DARPA in March 2016 launched the competition with the stated aim "to imbue radios with advanced machine-learning capabilities so they can collectively develop strategies that optimize use of the wireless spectrum in ways not possible with today’s intrinsically inefficient approach of pre-allocating exclusive access to designated frequencies."
For the first phase this year, 30 contenders – 22 teams from academia (including Carnegie Mellon University and Georgia Tech) and small and large companies, plus eight individuals – were chosen to participate. Six teams are competing in the “Proposal Track,” which includes $500,000 of funding. Twenty-four teams, including all of the individual contenders, are participating under the “Open Track,” which means they had to pass technical hurdles specified by SC2 organizers but will pay their own costs, according to a news release.
"Competitors will reimagine spectrum access strategies and develop a new wireless paradigm in which radio networks will autonomously collaborate and reason about how to share the RF spectrum, avoid interference, and jointly exploit opportunities to achieve the most efficient use of the available spectrum," stated DARPA.
Using what DARPA calls “the Colosseum” channel emulation testbed, participating SC2 teams will conduct remote experiments with intelligent radio systems in realistic, user-defined RF environments, such as the wireless conditions of a busy city neighborhood or battle setting, according to Network World.
The Colosseum is said to be the world’s largest channel emulator, and supports up to 256-by-256-channel, real-time channel emulation, calculating more than 65,000 channel interactions at up to 80 MHz of real-time bandwidth per channel. Based on the USRP X310 software defined radio and NI ATCA-3671 high-performance FPGA processing system, the testbed will be housed at the Johns Hopkins University Applied Physics Laboratory in Laurel, MD.

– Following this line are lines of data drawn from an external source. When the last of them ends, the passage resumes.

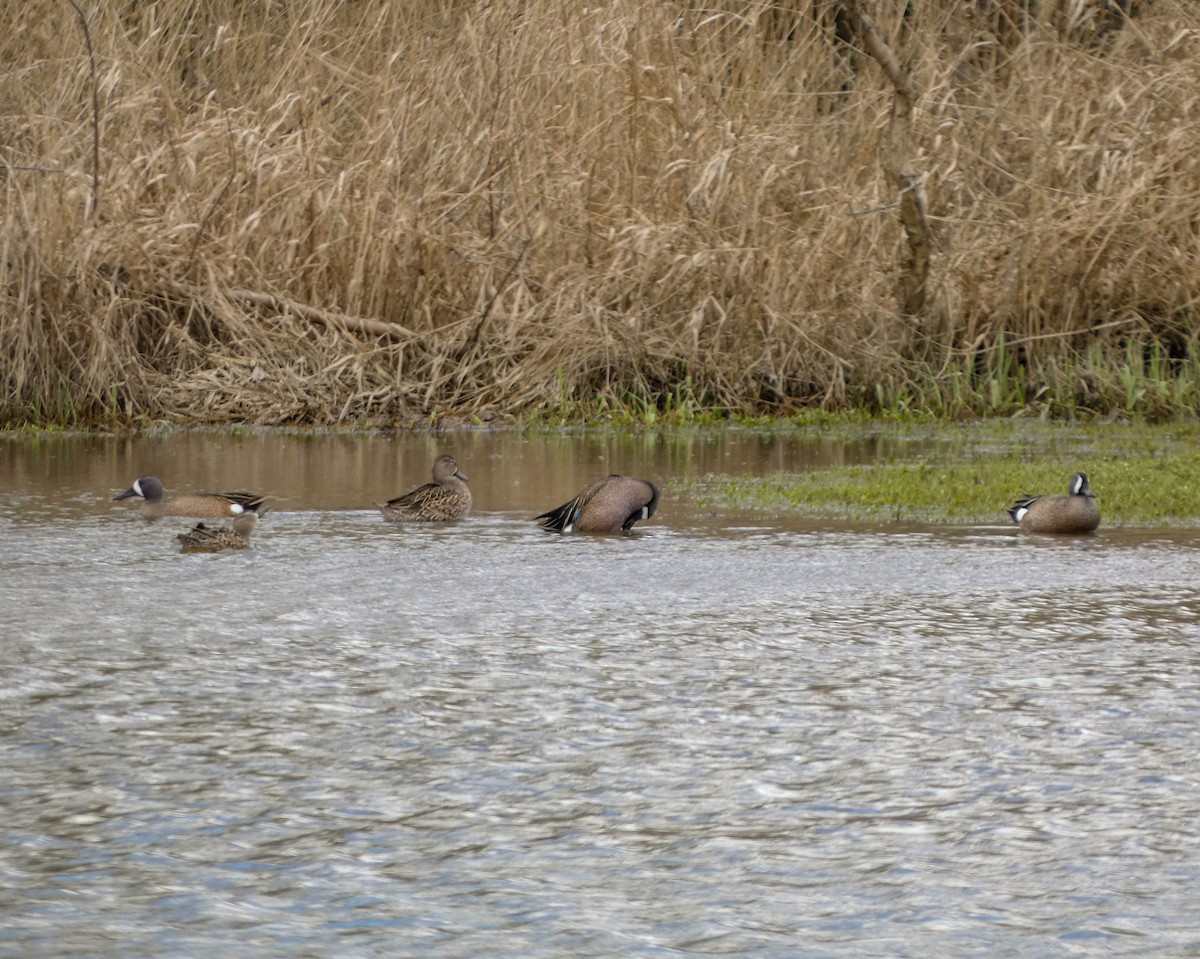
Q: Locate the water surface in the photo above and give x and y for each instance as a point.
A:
(724, 735)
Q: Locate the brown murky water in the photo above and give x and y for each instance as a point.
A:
(723, 735)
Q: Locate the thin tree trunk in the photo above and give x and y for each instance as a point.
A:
(895, 157)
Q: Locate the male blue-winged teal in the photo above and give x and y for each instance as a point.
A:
(445, 498)
(607, 505)
(211, 539)
(1059, 513)
(155, 502)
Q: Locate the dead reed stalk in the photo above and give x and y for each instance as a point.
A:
(330, 211)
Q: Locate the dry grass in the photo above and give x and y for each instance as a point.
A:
(352, 211)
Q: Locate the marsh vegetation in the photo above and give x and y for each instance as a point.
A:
(391, 213)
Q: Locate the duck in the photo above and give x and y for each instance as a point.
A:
(209, 539)
(1074, 511)
(156, 504)
(607, 505)
(445, 498)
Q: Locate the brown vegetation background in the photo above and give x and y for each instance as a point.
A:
(372, 211)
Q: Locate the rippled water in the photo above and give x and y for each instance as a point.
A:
(717, 736)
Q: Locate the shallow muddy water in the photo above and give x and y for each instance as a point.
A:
(723, 735)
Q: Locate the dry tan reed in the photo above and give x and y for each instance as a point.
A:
(335, 211)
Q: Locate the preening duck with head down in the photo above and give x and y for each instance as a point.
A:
(209, 539)
(607, 505)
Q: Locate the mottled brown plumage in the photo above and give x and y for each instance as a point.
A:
(445, 498)
(607, 505)
(155, 502)
(208, 539)
(1075, 511)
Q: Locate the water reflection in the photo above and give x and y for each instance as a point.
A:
(718, 736)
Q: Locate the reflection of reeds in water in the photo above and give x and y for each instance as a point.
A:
(640, 210)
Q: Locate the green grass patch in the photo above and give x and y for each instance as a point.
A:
(1143, 477)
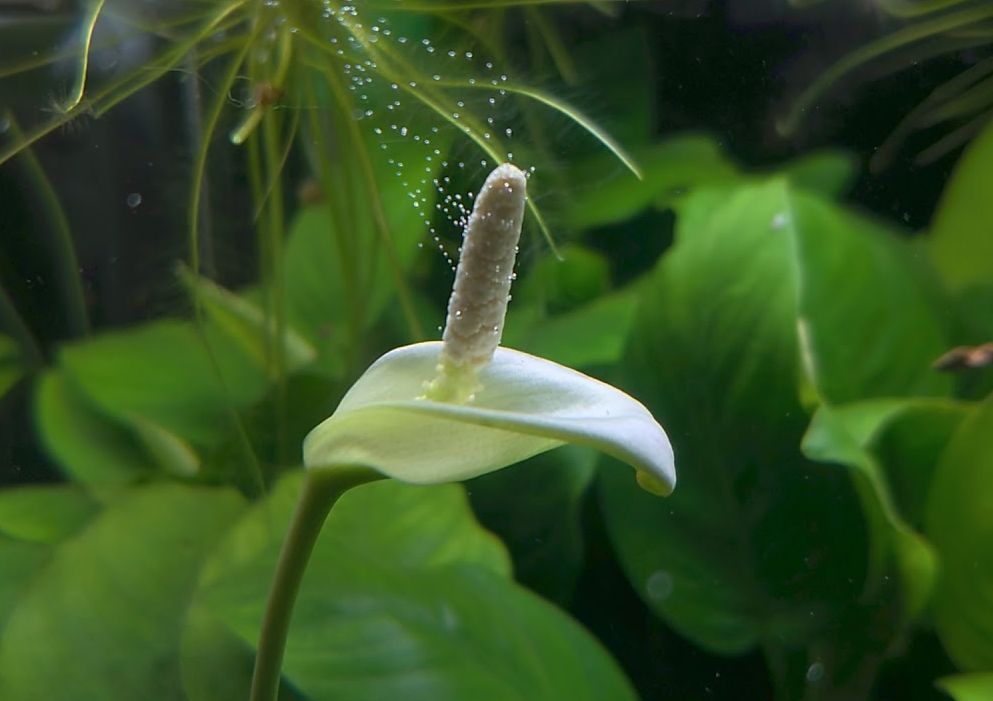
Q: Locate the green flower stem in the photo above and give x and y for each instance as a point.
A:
(321, 489)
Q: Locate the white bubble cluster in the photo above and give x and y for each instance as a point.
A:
(421, 114)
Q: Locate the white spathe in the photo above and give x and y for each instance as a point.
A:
(526, 405)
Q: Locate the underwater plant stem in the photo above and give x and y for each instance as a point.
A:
(79, 90)
(12, 324)
(321, 489)
(61, 245)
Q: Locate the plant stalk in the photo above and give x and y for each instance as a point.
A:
(321, 489)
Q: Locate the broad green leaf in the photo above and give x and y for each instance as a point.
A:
(430, 622)
(535, 508)
(103, 617)
(961, 241)
(162, 373)
(591, 335)
(44, 514)
(869, 327)
(959, 521)
(968, 687)
(846, 435)
(32, 521)
(757, 544)
(605, 192)
(246, 324)
(526, 405)
(576, 276)
(88, 447)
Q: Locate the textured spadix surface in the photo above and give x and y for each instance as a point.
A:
(526, 405)
(478, 303)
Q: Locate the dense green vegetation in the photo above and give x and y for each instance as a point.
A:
(831, 533)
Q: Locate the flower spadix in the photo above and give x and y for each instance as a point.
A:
(440, 412)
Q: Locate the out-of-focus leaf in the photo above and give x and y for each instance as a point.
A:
(102, 619)
(10, 364)
(535, 509)
(757, 544)
(246, 324)
(605, 192)
(868, 326)
(845, 435)
(162, 373)
(88, 446)
(44, 514)
(959, 521)
(961, 242)
(577, 276)
(32, 521)
(594, 334)
(426, 618)
(342, 272)
(829, 173)
(968, 687)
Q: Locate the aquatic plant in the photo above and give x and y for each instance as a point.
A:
(961, 106)
(439, 412)
(829, 537)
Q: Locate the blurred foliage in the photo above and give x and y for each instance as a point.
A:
(960, 108)
(833, 497)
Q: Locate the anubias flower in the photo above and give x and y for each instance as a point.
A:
(440, 412)
(445, 411)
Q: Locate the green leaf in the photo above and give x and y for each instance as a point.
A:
(757, 544)
(869, 326)
(576, 276)
(11, 369)
(89, 447)
(45, 515)
(959, 521)
(968, 687)
(525, 406)
(591, 335)
(427, 617)
(102, 619)
(606, 193)
(246, 325)
(535, 508)
(847, 435)
(32, 521)
(961, 243)
(830, 173)
(163, 374)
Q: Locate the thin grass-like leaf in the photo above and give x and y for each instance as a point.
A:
(89, 25)
(954, 140)
(916, 8)
(567, 110)
(903, 37)
(109, 96)
(61, 246)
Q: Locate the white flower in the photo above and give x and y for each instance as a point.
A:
(441, 412)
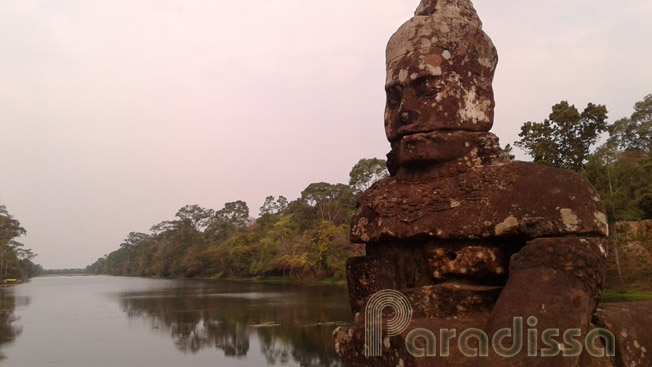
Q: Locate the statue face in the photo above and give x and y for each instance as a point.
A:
(431, 92)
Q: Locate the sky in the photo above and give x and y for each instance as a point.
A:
(116, 113)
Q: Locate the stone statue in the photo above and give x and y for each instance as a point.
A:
(470, 239)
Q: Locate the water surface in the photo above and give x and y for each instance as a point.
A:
(119, 321)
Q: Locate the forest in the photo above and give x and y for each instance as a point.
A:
(15, 260)
(308, 238)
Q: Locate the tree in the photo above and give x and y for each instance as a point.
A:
(273, 206)
(233, 217)
(15, 260)
(621, 179)
(331, 202)
(366, 172)
(507, 153)
(635, 132)
(564, 139)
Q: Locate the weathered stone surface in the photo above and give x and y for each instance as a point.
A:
(470, 239)
(509, 199)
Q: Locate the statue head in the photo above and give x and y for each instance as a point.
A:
(440, 66)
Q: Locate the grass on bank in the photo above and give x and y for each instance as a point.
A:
(615, 295)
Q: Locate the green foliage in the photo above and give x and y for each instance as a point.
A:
(507, 153)
(565, 138)
(15, 260)
(621, 169)
(306, 239)
(635, 132)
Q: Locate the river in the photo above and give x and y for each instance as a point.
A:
(118, 321)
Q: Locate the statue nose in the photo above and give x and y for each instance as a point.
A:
(407, 117)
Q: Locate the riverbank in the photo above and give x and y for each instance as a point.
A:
(614, 295)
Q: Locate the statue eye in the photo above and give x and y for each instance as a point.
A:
(430, 86)
(393, 98)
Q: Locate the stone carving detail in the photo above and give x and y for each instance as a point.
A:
(470, 239)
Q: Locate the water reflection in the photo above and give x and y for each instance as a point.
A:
(290, 324)
(8, 329)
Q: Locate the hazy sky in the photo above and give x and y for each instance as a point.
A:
(116, 113)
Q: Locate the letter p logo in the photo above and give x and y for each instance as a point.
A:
(374, 319)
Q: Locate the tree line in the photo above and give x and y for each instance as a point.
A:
(620, 168)
(307, 238)
(15, 259)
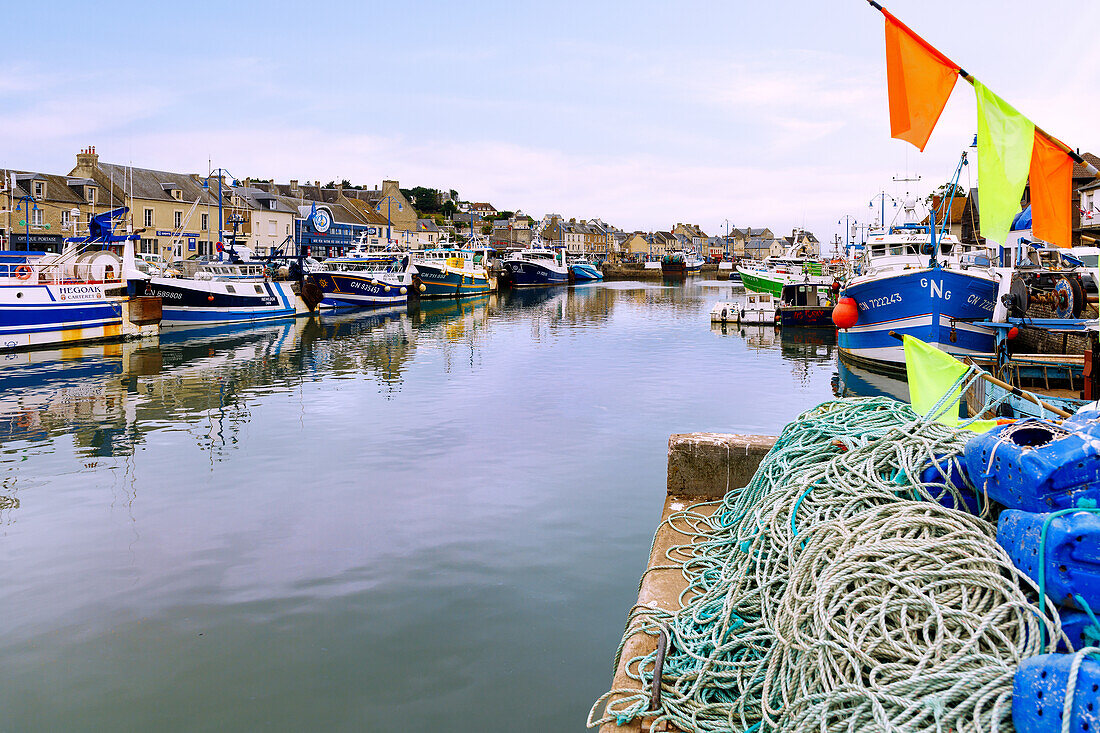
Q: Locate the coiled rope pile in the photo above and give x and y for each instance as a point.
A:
(834, 593)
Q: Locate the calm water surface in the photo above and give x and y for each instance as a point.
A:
(425, 521)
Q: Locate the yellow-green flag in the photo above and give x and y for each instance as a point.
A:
(1004, 144)
(931, 373)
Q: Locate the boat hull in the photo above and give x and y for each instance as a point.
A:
(679, 269)
(584, 273)
(932, 305)
(804, 316)
(35, 316)
(188, 302)
(525, 273)
(760, 283)
(442, 282)
(351, 291)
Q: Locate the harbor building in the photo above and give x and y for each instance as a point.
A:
(169, 210)
(50, 208)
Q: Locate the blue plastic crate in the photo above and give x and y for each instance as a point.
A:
(1074, 625)
(1037, 466)
(1071, 557)
(1038, 691)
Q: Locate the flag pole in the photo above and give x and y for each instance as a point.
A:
(1089, 168)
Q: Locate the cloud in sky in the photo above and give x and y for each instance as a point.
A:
(642, 115)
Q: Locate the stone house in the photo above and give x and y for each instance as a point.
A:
(172, 211)
(427, 234)
(267, 218)
(59, 207)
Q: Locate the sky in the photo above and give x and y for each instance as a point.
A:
(644, 115)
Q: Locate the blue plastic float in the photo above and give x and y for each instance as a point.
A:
(1038, 692)
(1066, 560)
(1037, 466)
(1080, 630)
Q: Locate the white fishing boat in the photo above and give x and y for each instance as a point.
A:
(81, 295)
(755, 308)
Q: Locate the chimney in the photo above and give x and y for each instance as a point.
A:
(86, 163)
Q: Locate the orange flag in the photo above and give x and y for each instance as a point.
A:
(1051, 175)
(920, 80)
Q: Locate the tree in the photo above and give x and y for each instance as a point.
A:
(426, 200)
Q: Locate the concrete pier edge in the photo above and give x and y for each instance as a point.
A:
(702, 468)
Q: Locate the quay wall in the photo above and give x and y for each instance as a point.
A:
(702, 467)
(637, 272)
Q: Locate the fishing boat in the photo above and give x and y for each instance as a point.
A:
(756, 308)
(584, 271)
(449, 272)
(916, 280)
(805, 305)
(681, 263)
(791, 267)
(535, 266)
(222, 293)
(361, 283)
(81, 295)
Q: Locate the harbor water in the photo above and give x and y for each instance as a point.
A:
(430, 520)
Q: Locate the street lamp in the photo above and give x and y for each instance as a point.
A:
(206, 186)
(882, 196)
(26, 201)
(389, 229)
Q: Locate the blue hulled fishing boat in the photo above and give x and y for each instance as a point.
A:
(446, 272)
(528, 267)
(919, 281)
(358, 283)
(584, 271)
(84, 294)
(222, 293)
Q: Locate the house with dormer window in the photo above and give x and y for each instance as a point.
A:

All 30 teams will have to meet several requirements throughout the year to prepare for the Preliminary Event #1 Competition in December 2017. Top performers during phase 1 will proceed to phase 2 next year, which culminates in another event competition in December 2018. The third and final phase, to be held until the final competition at the end of 2019, will award $2 million, $1 million, and $750,000 prizes, respectively, to the top three finishers.
An exponentially growing number of military and civilian wireless devices are competing for tightening electromagnetic spectrum, which is pretty crowded between 9 kHz and 275 GHz, the range allocated by the Federal Communications Commission (FCC). Spectrum re-use and other techniques have kept up with our communications needs so far. But DARPA believes artificial intelligence and machine learning technologies should bring significantly wider capacity compared to that offered currently by fixed frequencies.
"This human-driven process is not adaptive to the dynamics of supply and demand, and thus cannot exploit the full potential capacity of the spectrum. In SC2, competitors will reimagine a new, more efficient wireless paradigm in which radio networks autonomously collaborate to dynamically determine how the spectrum should be used moment to moment," DARPA stated in the SC2 web site.